SORO À GAGNOA, UNE VISITE PROVOCATRICE


SORO À GAGNOA, UNE VISITE PROVOCATRICE
Comme annoncée, à cor et à cri, dans la presse écrite et même dans les médias audiovisuels du Club de Sadiques et Voraces Impérialistes Occidentaux (CSVIO), la visite de l’ex-rebelle(?) Soro Guillaume a eu lieu à Gagnoa et même jusqu’au village de L. Gbagbo, Mama, où il a fait étalage de sa ‘’magnanimité’’ envers ce digne fils d’Afrique, encore dans les geôles de la Haye. Que faut-il retenir de cette visite forcée?

Il est bon de savoir que les filles et fils de cette région meurtrie par la rébellion de Ouattara confiée à Soro n’en avaient pas besoin. Ils l’avaient même signifié par écrit. Pour eux, cette visite était une manière de se moquer du peuple du Gôh (Fromager), dont l’un des illustres fils, le Président GBAGBO, est encore injustement détenu dans la prison de la CPI, instrument juridique créé de toutes pièces par les mandants de Ouattara et consorts. Il est bon aussi de rappeler que c’est Gbagbo qui a été pendant 10ans, la victime d’une rébellion dont le meneur apparent était le sieur Soro à qui a été offert, en récompense, par ses parrains le Criminel-Bourreau Sarkozy et son homme de main Ouattara, la Présidence de l’Assemblée Nationale(AN).

Cette visite a surtout été marquée, par la démesure des propos du….«sauveur» de Gbagbo; ce serait donc lui Soro qui aurait empêché ses rebelles criminels d’assassiner le woody de Mama. Sans Soro, cet illustre leader politique, père du multipartisme et de la démocratie vraie, ne serait pas arrivé dans la villa de ce chef rebelle à Korhogo; c’est donc la villa de Soro qui fut utilisée pour enfermer Gbagbo et où ne luisait point la lumière du jour empêchant ainsi à ce célèbre prisonnier de ne distinguer ni jour ni nuit. Quelle lugubre et enténébrée action de sauvetage !

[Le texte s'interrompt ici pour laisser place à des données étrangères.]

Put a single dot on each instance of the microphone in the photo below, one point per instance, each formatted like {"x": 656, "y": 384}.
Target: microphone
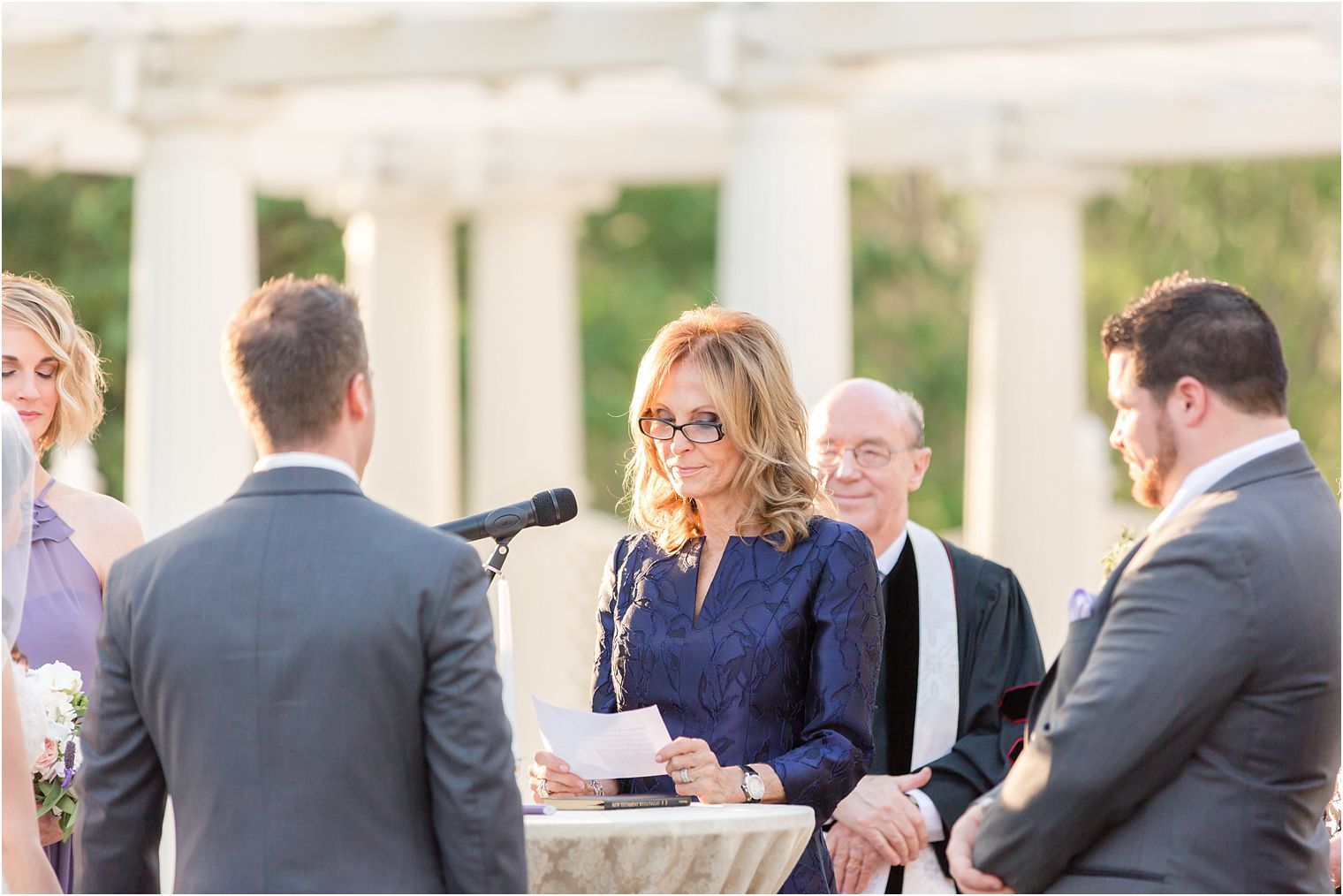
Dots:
{"x": 544, "y": 508}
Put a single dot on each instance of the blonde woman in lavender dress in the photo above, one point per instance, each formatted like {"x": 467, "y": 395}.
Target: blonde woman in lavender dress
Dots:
{"x": 53, "y": 377}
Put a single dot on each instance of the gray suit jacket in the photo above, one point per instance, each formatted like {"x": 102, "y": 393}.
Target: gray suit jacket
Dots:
{"x": 1187, "y": 736}
{"x": 312, "y": 679}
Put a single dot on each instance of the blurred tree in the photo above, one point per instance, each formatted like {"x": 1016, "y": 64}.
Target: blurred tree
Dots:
{"x": 642, "y": 262}
{"x": 914, "y": 254}
{"x": 1268, "y": 226}
{"x": 74, "y": 230}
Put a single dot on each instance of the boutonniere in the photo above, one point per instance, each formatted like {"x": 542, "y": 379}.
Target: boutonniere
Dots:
{"x": 1118, "y": 552}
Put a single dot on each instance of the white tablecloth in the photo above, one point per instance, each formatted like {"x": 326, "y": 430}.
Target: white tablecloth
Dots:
{"x": 684, "y": 849}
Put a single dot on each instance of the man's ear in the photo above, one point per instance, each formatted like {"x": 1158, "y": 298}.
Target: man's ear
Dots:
{"x": 1188, "y": 402}
{"x": 922, "y": 459}
{"x": 359, "y": 397}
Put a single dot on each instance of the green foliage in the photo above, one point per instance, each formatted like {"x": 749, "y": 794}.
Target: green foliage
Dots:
{"x": 914, "y": 254}
{"x": 1268, "y": 226}
{"x": 74, "y": 230}
{"x": 642, "y": 263}
{"x": 292, "y": 240}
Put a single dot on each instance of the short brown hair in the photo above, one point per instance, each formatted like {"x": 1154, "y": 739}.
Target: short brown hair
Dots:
{"x": 41, "y": 307}
{"x": 289, "y": 353}
{"x": 1214, "y": 332}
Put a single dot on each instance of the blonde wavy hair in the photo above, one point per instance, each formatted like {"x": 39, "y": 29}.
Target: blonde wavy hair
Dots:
{"x": 747, "y": 374}
{"x": 46, "y": 310}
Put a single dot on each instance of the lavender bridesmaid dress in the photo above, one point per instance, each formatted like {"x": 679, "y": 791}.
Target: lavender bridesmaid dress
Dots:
{"x": 61, "y": 614}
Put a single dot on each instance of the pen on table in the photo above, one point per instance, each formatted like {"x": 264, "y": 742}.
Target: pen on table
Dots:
{"x": 544, "y": 809}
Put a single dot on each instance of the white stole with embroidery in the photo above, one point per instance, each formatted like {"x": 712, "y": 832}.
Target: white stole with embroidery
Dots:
{"x": 937, "y": 699}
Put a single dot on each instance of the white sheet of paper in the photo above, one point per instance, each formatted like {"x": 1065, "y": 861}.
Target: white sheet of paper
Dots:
{"x": 604, "y": 744}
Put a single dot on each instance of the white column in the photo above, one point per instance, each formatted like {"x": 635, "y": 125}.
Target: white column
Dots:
{"x": 193, "y": 260}
{"x": 526, "y": 392}
{"x": 524, "y": 384}
{"x": 399, "y": 260}
{"x": 783, "y": 232}
{"x": 1035, "y": 490}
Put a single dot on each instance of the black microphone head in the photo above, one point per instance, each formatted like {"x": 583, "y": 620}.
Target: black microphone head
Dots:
{"x": 555, "y": 506}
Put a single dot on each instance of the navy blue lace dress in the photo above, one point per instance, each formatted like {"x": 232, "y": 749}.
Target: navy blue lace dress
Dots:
{"x": 779, "y": 668}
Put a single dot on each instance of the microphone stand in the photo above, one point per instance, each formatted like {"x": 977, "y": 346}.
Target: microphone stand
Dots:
{"x": 495, "y": 566}
{"x": 495, "y": 570}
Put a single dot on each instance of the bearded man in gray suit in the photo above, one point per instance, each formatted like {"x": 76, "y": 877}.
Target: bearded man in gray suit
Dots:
{"x": 1187, "y": 735}
{"x": 307, "y": 674}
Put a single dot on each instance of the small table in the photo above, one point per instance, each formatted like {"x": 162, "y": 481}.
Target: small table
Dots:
{"x": 681, "y": 849}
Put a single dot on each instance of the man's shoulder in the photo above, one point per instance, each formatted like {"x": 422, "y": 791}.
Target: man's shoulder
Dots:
{"x": 364, "y": 521}
{"x": 976, "y": 573}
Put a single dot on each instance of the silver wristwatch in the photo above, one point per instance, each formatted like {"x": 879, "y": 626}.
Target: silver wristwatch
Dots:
{"x": 752, "y": 785}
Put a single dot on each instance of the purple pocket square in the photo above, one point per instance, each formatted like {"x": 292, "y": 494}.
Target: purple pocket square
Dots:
{"x": 1081, "y": 604}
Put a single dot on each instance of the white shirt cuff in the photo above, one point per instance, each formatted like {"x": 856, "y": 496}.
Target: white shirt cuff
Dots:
{"x": 932, "y": 818}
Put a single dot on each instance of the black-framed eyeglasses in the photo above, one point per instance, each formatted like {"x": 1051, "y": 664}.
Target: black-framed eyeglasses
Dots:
{"x": 865, "y": 456}
{"x": 697, "y": 431}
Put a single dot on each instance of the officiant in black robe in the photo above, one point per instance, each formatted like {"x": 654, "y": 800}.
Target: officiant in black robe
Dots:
{"x": 960, "y": 656}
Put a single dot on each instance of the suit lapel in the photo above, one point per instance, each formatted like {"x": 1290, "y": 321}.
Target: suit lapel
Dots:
{"x": 1107, "y": 591}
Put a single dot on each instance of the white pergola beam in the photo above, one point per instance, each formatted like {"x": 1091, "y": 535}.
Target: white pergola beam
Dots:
{"x": 1193, "y": 131}
{"x": 588, "y": 39}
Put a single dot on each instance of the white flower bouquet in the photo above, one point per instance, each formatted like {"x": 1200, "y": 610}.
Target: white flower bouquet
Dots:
{"x": 59, "y": 689}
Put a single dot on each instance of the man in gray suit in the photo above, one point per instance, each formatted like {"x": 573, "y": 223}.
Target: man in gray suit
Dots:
{"x": 1187, "y": 735}
{"x": 307, "y": 674}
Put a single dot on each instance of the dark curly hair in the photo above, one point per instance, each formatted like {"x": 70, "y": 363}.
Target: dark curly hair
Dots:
{"x": 1214, "y": 332}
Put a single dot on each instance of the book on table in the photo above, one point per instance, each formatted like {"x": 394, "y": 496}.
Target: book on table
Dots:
{"x": 617, "y": 801}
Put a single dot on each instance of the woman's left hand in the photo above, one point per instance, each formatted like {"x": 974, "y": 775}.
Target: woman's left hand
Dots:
{"x": 702, "y": 775}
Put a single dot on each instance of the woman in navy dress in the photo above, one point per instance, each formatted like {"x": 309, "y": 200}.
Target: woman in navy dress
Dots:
{"x": 751, "y": 621}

C’est dans ce lieu macabre que Gbagbo a subi toutes sortes de tortures du chef de guerre Fofié Kouakou, l’auteur des assassinats par étouffement de patriotes ivoiriens. On comprend alors pourquoi Gbagbo est arrivé malade à La Haye.

Comment se proclamer sauveur avec cette humiliation inégalable et injustifiée subie par cet illustre fils de ce pays, sa famille et les milliers de jeunes gens assassinés devant la résidence officielle du Président Gbagbo, massacres perpétrés par Soro et sa bande de dozos-fétichistes? Capturé comme un malfrat, le Président élu a été exhibé comme un trophée de guerre sur les écrans de toutes les télévisions de ce monde, même celle des pays dits démocratiques. Si Soro, nommé à la Présidence de l’AN a la mémoire courte, le moment est venu de lui rappeler que c’est Gbagbo qui l’a fait 1er ministre de CI pendant que la rébellion sous sa coupe continuait de tuer les populations et exploitait encore allègrement les richesses des régions occupées. En le nommant, Gbagbo gardait l’espoir de réveiller en lui un minimum d’esprit patriotique pour l’aider à mettre fin à la rébellion et sauver la mère patrie des mains du sinistre Criminel-Bourreau Sarkozy, successeur du non moins assassin Chirac.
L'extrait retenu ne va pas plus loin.